Each file was split using textscan to get
c{1},c{2},........
then convert it into matrix.
Then convert these matrices into one matrix.
the problem is these files contain some similar values, so I have to specify the similar values ,and drew all other attached values(row) with these values.
I tried running with 100 files to know running time , I found out the running time is very long for just 100 files.

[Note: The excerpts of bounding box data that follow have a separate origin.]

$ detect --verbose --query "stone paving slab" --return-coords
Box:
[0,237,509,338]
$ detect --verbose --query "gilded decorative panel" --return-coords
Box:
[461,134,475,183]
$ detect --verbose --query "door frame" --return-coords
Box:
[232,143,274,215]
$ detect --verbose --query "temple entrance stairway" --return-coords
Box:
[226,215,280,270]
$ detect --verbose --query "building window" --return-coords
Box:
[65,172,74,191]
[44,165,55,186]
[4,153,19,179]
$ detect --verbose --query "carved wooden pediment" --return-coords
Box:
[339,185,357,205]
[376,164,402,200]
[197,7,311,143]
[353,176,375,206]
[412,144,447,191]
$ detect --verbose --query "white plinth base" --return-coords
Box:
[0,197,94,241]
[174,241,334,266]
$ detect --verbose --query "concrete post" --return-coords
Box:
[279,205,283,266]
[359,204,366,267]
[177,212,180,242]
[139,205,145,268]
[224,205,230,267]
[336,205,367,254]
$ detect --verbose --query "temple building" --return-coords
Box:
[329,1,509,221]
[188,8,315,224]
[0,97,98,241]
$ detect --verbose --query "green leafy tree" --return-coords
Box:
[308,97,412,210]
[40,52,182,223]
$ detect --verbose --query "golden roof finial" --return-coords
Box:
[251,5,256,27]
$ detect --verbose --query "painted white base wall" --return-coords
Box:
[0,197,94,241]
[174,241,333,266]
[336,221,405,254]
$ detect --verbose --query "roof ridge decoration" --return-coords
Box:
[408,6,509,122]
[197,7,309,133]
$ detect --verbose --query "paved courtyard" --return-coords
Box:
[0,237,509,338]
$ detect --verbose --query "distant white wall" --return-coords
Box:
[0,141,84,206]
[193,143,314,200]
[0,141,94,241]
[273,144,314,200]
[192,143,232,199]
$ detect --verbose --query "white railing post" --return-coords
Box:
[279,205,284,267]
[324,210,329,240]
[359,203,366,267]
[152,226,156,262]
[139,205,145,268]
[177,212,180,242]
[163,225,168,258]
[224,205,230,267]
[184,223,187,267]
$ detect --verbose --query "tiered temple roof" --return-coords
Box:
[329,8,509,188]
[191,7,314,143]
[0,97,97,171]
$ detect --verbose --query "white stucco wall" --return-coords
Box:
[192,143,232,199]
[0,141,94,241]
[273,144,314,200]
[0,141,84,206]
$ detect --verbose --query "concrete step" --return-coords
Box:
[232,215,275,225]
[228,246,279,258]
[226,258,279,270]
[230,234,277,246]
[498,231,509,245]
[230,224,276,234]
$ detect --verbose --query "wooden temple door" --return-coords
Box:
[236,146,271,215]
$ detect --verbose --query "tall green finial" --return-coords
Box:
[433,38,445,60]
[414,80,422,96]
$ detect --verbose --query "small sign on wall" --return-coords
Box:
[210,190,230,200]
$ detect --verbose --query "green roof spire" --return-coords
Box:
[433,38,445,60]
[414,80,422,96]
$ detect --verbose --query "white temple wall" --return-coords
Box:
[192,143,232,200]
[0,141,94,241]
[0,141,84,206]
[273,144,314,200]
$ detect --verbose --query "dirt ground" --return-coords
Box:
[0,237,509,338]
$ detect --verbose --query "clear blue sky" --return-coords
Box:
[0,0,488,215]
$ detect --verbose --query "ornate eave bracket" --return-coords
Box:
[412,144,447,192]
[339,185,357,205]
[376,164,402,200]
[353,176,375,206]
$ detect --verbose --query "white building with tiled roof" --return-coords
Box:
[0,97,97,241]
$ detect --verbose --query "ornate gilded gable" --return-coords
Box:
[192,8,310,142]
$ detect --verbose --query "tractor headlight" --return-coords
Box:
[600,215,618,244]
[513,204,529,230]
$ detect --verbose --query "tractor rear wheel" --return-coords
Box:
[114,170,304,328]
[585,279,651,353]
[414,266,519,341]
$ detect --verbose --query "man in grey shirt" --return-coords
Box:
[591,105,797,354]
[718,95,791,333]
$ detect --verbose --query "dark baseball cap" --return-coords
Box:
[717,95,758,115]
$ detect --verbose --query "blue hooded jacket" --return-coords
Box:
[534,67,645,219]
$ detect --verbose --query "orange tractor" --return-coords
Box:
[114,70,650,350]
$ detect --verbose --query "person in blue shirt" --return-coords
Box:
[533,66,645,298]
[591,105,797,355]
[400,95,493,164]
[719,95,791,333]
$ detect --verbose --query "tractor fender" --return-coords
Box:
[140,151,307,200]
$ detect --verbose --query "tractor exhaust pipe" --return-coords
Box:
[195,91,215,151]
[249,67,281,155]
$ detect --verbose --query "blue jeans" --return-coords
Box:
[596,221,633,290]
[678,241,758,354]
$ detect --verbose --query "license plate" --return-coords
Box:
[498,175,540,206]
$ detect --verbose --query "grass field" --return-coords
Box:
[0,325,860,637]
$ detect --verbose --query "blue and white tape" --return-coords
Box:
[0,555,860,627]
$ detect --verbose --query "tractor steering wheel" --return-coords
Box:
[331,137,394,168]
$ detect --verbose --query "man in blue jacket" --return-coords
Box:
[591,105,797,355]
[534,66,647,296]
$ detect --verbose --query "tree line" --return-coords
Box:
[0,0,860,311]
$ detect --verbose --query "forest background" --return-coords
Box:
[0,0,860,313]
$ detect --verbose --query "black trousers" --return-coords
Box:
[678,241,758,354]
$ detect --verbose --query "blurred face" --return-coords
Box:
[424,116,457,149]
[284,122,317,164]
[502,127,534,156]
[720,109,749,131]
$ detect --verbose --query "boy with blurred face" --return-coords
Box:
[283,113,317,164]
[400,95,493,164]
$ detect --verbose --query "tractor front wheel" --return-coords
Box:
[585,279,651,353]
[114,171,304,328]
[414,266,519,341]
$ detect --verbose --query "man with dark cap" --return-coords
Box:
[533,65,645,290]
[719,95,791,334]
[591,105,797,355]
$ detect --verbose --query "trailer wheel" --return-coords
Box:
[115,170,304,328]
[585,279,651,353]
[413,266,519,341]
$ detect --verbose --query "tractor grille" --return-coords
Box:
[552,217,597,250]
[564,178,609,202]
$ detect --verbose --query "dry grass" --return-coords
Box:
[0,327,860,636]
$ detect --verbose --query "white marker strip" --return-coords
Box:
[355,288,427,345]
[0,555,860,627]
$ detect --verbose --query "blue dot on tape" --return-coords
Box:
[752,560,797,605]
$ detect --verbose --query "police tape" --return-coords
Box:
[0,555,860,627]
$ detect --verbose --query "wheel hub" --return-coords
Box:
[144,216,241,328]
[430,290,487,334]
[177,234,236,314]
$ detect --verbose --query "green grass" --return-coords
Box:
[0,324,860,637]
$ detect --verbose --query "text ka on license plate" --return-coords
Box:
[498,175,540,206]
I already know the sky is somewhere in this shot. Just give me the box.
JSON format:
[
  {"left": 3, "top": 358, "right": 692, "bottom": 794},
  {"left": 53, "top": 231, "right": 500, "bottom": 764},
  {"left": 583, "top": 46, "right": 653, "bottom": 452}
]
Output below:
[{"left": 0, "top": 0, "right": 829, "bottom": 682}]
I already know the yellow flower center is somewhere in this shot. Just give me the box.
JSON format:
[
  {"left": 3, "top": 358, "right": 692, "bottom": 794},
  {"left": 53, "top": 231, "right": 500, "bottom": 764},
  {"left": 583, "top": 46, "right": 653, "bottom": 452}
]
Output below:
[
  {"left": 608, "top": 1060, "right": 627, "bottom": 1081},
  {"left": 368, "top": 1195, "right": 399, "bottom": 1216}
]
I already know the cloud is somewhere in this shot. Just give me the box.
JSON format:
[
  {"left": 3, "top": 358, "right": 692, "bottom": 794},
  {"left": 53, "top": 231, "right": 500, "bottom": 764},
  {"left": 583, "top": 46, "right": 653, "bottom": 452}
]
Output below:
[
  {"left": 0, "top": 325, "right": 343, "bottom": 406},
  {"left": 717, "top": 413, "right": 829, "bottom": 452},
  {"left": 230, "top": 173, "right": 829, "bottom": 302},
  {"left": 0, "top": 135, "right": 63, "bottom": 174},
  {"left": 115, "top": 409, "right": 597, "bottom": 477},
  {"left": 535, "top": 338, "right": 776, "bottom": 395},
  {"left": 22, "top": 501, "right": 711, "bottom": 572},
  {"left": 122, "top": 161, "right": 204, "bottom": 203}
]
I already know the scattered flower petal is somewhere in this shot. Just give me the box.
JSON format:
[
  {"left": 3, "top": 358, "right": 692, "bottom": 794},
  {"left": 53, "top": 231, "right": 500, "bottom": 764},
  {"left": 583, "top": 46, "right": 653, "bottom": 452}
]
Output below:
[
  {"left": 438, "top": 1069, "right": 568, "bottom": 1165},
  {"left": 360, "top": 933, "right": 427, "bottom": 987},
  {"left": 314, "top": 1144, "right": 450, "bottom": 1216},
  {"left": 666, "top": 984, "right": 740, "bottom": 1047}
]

I think if I find function can compare among c{1}for all files, and among c{2} for all files ,…etc . I think that will save time. I'm facing problem with this code:
targetdir = 'd:\social net\dataset\netflix\training_set';
targetfiles = '*.txt';
fileinfo = dir(fullfile(targetdir, targetfiles));
k=0;arr(:,:)=0; inc=0;k=0;y=1;
for i = 1: length(fileinfo)
thisfilename = fullfile(targetdir, fileinfo(i).name);
f=fopen(thisfilename,'r'); f1=fscanf(f,'%c'); f1(1:2)=[];
f2=fopen(thisfilename,'w'); fprintf(f2,'%c',f1);
f3=fopen(thisfilename,'r');
c = textscan(f,'%f %f %s','Delimiter',',','headerLines',1);
c1=c{1};c2=c{2}; c3=c{3};z=1;z1=1;z2=1;z3=0;
for k=1+k:length(c1)+inc
no=c1(z); arr1=arr(:,1); p=find(arr1==no);
if isempty(p)
j=1;
arr(y,j)=c1(z); arr(y,j+1)=i; arr(y,j+2)=c2(z);j=j+3;y=y+1;
else
ind(i,z1)=p;
L=arr(p,:);len=0;
for h=1:length(L)
if L(h)~=0
len=len+1;
end
end
len;
arr(p,len+1)=i;
arr(p,len+2)=c2(z);
z1=z1+1;
end
z=z+1;
end
inc=inc+length(c1);
[u,u1] =size(arr);
end
f4=fopen('netfile.txt','w');
for i=1:u
for j=1:u1
fprintf(f4,'%d ',arr(i,j));
end
fprintf(f4,'\n');
end
fclose all;
thanks

Best Answer

  • What version of MATLAB are you using? It looks like arr is growing in your loop. Prior to r2011a (???) preallocating a variable can speed things up. If you do not know the final size, reallocating in large chunks can speed things up.
    Where are the files saved (locally, network drive, flash drive, external harddrive)? A fast internal harddrive will give you the fastest read times.
    Have you tried using the profiler to find bottlenecks in the code.